3.5. pH, Thermal and Storage Stability, and Reusability of Free and Immobilized Laccases

The effects of pH on the activities of free and immobilized laccase were investigated at pH 3.5–6.0 and 40 °C, and the optimum pH was screened. Since reaction temperature greatly affected enzyme activity, we evaluated 6 cycles of immobilized laccase for cyclability by measuring the relative enzyme activity of free and immobilized laccases at 40–80 °C and pH 4.5. At the end of each cycle-use reaction, the immobilized laccase was separated from the mixed reactant solution, washed with PBS buffer (pH 4.5, 50 mM) to remove residual reactant, and the immobilized laccase was placed as a catalyst in a new reactant for a new round of use. Storage stability of free laccase and immobilized laccase under temperature maintained at 4 °C was compared by periodically measuring the residual activity of free and immobilized laccases.

3.6. Removal of Environmental Pollutant Bisphenol A

First, 25 mL of BPA solution and 1.0 g (wet weight) of immobilized laccase or an appropriate amount of free laccase were reacted in a 50 mL round bottom reaction flask. pH (4.0–7.0), temperature (35–60 °C), BPA concentration (20–100 mg/L), and reaction time (1–16 h) influenced the BPA removal factors. All flasks were then sealed and placed on a thermostatic oscillator, which was shaken at a rate of 200 rpm.

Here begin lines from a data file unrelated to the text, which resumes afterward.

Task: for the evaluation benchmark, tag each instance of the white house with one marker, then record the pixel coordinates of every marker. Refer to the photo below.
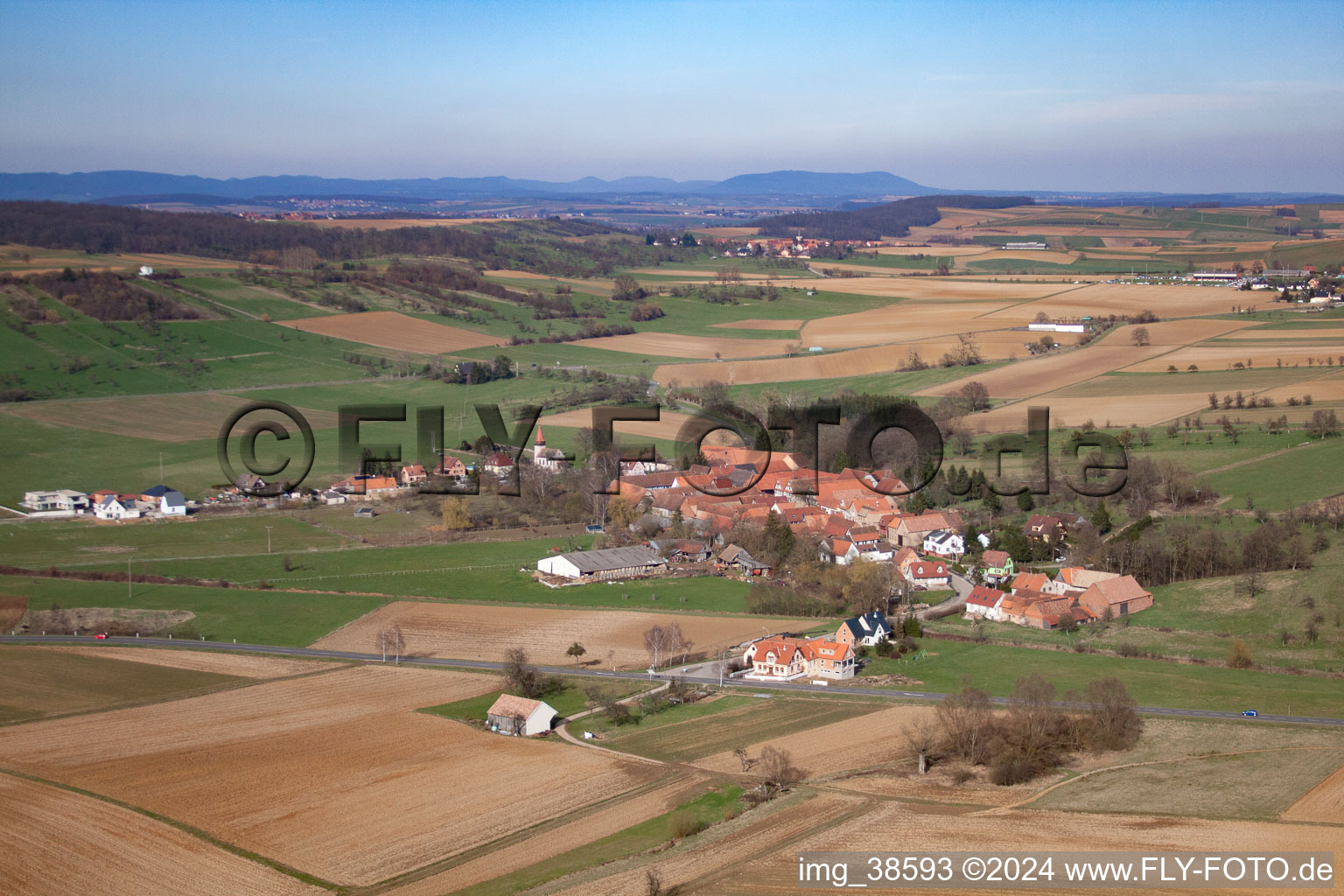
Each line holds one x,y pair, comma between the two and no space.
608,564
945,543
172,504
544,457
928,574
113,508
984,602
519,717
57,500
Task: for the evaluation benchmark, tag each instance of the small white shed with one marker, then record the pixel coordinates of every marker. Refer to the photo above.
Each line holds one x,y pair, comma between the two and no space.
512,715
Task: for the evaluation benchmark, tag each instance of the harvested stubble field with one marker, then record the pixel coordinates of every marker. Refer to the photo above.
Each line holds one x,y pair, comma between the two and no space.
679,346
860,742
1130,298
762,323
1323,802
332,774
393,223
1321,388
900,826
1045,374
175,418
1266,785
1123,409
394,331
60,843
558,840
226,664
726,845
1215,356
666,427
471,632
40,682
724,731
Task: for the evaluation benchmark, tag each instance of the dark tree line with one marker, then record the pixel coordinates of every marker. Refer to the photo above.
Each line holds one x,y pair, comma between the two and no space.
890,220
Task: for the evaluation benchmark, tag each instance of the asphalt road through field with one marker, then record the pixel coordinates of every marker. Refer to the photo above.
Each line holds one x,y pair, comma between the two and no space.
597,673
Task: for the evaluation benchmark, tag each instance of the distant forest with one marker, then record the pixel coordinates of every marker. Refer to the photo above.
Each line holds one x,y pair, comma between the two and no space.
523,243
890,220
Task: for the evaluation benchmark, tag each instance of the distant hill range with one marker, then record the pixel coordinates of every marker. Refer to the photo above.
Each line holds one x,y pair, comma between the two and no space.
819,188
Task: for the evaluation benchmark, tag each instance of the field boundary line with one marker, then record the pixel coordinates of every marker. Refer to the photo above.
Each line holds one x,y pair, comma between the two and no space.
1140,765
515,837
183,826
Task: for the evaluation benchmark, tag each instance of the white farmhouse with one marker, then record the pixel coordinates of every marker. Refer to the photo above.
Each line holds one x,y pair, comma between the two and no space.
519,717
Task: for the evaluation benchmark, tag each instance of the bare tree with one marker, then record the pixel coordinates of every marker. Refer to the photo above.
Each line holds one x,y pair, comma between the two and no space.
965,719
922,742
659,641
779,770
522,677
1113,720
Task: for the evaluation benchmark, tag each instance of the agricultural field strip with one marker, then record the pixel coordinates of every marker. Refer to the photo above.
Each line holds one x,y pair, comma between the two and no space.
233,818
122,846
473,665
1103,770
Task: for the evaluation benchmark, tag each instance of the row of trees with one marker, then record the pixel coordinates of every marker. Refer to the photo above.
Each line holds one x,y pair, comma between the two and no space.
1033,735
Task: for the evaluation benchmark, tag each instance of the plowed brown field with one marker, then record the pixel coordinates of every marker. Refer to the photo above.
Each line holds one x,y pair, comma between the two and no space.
762,323
390,329
679,346
855,743
1323,802
894,826
1124,298
60,843
666,427
471,632
752,835
1221,356
225,664
1040,375
332,774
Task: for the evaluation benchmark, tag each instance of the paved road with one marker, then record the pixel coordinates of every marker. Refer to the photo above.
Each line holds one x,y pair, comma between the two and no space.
601,673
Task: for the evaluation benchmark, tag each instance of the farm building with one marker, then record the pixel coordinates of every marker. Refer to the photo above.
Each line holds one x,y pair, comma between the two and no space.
788,659
737,557
519,717
608,564
172,502
58,500
870,630
1121,597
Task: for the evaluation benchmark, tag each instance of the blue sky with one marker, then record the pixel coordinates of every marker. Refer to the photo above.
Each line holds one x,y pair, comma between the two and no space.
1031,95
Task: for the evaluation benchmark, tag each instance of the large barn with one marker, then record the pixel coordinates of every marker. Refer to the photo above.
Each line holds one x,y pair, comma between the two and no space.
516,717
608,564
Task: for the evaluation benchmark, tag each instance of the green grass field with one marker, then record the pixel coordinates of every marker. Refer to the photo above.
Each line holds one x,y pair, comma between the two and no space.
1266,785
1152,682
752,722
706,808
222,614
567,699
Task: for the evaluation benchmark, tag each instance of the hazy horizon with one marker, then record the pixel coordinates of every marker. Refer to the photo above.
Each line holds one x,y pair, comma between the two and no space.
1040,97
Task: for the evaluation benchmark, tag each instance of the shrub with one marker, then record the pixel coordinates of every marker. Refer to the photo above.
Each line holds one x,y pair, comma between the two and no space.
683,823
1010,768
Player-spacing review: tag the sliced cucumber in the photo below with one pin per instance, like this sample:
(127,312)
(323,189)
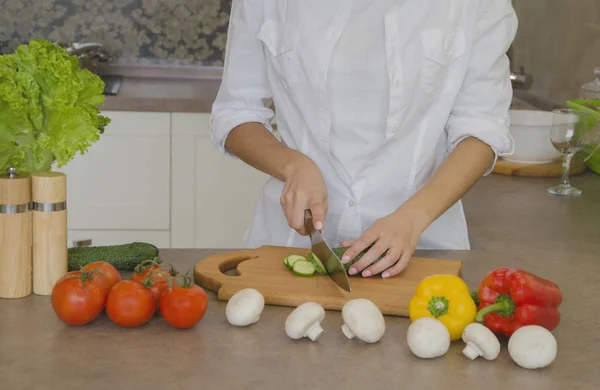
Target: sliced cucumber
(303,268)
(317,263)
(292,259)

A high-performance liquid chromatograph Shimadzu LC-20A (Kyoto, Japan) with a differential detector, a C18 column (Shim-pack GIST C 18, 5 μm), and a UV detector lamp (254 nm) were used for the quantitative analysis of BPA residue concentrations. The injection volume was 10 μL, and the UV absorption was detected at 278 nm. The mobile phase was methanol and water (75:25 v/v) at a flow rate of 1 mL/min and operated in isocratic mode. The standard solution of BPA was prepared, and the standard working curve was obtained.

3.7. Data Analysis

Based on the first-order model (Equations (4)–(6)), linear regression was used to calculate the first-order reaction rate constant (k) to obtain the time required to degrade 50% BPA (t_1/2) and the removal rate (RE).

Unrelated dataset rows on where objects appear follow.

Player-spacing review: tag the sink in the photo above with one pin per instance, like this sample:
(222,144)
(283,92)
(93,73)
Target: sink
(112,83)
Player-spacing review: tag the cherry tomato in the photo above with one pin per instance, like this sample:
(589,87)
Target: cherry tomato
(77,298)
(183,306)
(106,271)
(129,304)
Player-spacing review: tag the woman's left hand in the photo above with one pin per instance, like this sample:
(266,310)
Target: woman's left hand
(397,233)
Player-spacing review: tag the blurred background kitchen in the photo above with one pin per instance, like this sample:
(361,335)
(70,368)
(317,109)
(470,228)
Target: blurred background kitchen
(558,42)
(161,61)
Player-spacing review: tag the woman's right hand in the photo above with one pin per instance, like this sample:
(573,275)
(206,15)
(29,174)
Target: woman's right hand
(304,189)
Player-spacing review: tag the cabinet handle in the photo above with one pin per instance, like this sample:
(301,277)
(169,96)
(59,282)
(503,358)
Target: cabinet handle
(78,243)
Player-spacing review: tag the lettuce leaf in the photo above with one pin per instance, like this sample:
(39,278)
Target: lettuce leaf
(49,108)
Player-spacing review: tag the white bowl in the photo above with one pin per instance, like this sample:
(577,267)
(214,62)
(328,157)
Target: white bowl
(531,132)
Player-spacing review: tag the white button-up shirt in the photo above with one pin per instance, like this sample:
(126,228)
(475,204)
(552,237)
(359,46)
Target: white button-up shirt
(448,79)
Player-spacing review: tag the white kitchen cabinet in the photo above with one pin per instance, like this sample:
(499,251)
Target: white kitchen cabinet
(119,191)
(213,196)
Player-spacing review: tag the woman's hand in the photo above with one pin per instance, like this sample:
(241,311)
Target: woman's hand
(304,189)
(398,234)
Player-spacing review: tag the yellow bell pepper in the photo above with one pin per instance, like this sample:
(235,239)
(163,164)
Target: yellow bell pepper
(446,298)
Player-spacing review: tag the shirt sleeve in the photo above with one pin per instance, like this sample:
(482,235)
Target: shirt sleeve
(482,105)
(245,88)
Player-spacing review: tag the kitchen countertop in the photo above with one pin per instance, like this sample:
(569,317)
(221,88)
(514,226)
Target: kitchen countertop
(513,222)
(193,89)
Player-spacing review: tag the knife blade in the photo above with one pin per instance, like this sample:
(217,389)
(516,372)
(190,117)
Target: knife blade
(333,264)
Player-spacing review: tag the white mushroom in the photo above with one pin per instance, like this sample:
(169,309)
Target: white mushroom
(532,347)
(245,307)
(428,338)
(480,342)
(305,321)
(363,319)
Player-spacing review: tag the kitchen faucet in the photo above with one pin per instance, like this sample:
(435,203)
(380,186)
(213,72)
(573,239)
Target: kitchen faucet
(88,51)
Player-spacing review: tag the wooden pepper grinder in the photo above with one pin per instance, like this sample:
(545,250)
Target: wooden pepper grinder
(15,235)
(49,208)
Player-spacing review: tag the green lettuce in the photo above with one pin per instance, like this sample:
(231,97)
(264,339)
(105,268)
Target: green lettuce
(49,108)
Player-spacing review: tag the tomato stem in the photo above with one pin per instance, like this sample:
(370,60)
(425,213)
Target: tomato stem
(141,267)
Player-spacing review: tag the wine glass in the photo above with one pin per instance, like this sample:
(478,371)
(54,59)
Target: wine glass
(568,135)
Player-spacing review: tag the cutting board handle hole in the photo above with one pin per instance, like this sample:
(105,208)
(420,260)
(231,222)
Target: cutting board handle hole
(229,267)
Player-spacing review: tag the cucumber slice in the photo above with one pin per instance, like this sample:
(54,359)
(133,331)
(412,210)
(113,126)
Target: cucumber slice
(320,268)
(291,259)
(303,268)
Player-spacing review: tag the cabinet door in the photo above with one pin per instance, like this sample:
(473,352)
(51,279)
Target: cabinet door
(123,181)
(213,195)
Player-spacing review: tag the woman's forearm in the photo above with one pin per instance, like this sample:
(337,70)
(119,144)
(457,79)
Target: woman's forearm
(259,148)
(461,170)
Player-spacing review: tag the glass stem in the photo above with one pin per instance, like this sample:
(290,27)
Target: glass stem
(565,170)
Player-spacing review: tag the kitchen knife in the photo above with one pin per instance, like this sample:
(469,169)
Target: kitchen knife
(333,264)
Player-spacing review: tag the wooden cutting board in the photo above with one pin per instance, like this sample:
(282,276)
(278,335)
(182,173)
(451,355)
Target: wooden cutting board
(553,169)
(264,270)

${\mathrm{C}}_{\mathrm{t}}={\mathrm{C}}_0\mathrm{e}\mathrm{x}\mathrm{p}\left(-\mathrm{k}\mathrm{t}\right)$ formula deformation:

$$-\mathrm{l}\mathrm{n}\frac{{\mathrm{C}}_{\mathrm{t}}}{{\mathrm{C}}_0}=\mathrm{k}\mathrm{t}$$

(4)

$${\mathrm{t}}_{1/2}=\frac{\mathrm{l}\mathrm{n}2}{\mathrm{K}}$$

(5)

$$\mathrm{R}\mathrm{E}=\frac{{\mathrm{C}}_0-{\mathrm{C}}_{\mathrm{t}}}{{\mathrm{C}}_0}\times 100\%$$

(6)

where C₀ represents the initial concentration of BPA, C_t represents the concentration of BPA at time t, t represents the reaction time, and k represents the rate constant for the first-order reaction.

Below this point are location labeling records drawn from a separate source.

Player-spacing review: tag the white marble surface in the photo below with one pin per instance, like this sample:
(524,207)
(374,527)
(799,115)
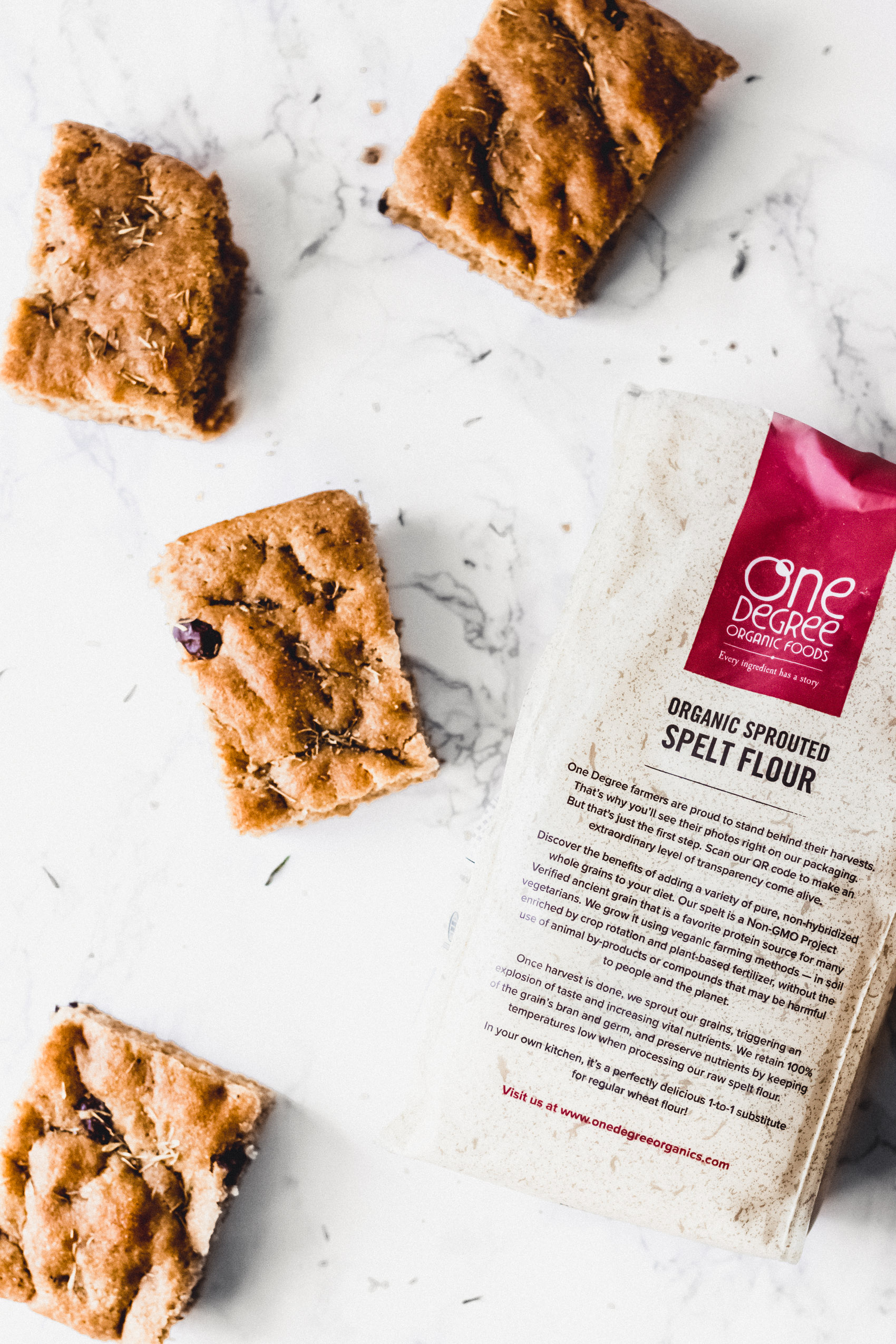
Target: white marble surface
(479,432)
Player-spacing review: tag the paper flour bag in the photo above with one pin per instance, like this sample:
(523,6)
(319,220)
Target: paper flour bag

A linear fit of Equation (4) with t as the horizontal coordinate and $-\mathrm{l}\mathrm{n}\frac{{\mathrm{C}}_{\mathrm{t}}}{{\mathrm{C}}_0}$ as the vertical coordinate, and the slope is the value of k. The two efficiency factors t_1/2 and the removal rate of BPA can be calculated from Equations (5) and (6), where t_1/2 represents the half-life, which is the time it takes for the level of a particular substance to be reduced to half its initial value by a certain reaction [35].

4. Conclusions

In this study, chitosan (CS) functionalized sodium alginate (SA) composite hydrogel was prepared, and CS and SA formed a network cross-linking structure with Cu²⁺, respectively. This hydrogel carrier material with a dual network cross-linking structure was more stable after covalent binding with laccase, which was better for the reuse of immobilized laccase. Immobilized Lac/CS-SA hydrogel beads exhibited wider pH coverage, thermal stability, and storage stability compared to free laccase. In addition, bead biocatalysts were used to remove BPA from water. The removal of immobilized laccase was higher than that of free laccase at higher initial concentrations of BPA. The addition of ABTS greatly improved the catalytic reaction rate of the immobilized enzyme and the BPA removal efficiency. The kinetic distribution of the BPA degradation reaction fitted the first-order reaction kinetics. The catalytic performance of immobilized laccases in the BPA degradation reaction was better, which might be mainly attributed to the catalytic degradation by the enzyme. Thus, our study revealed the potential application of Lac/CS-SA beads as biocatalysts in industrial wastewater treatment.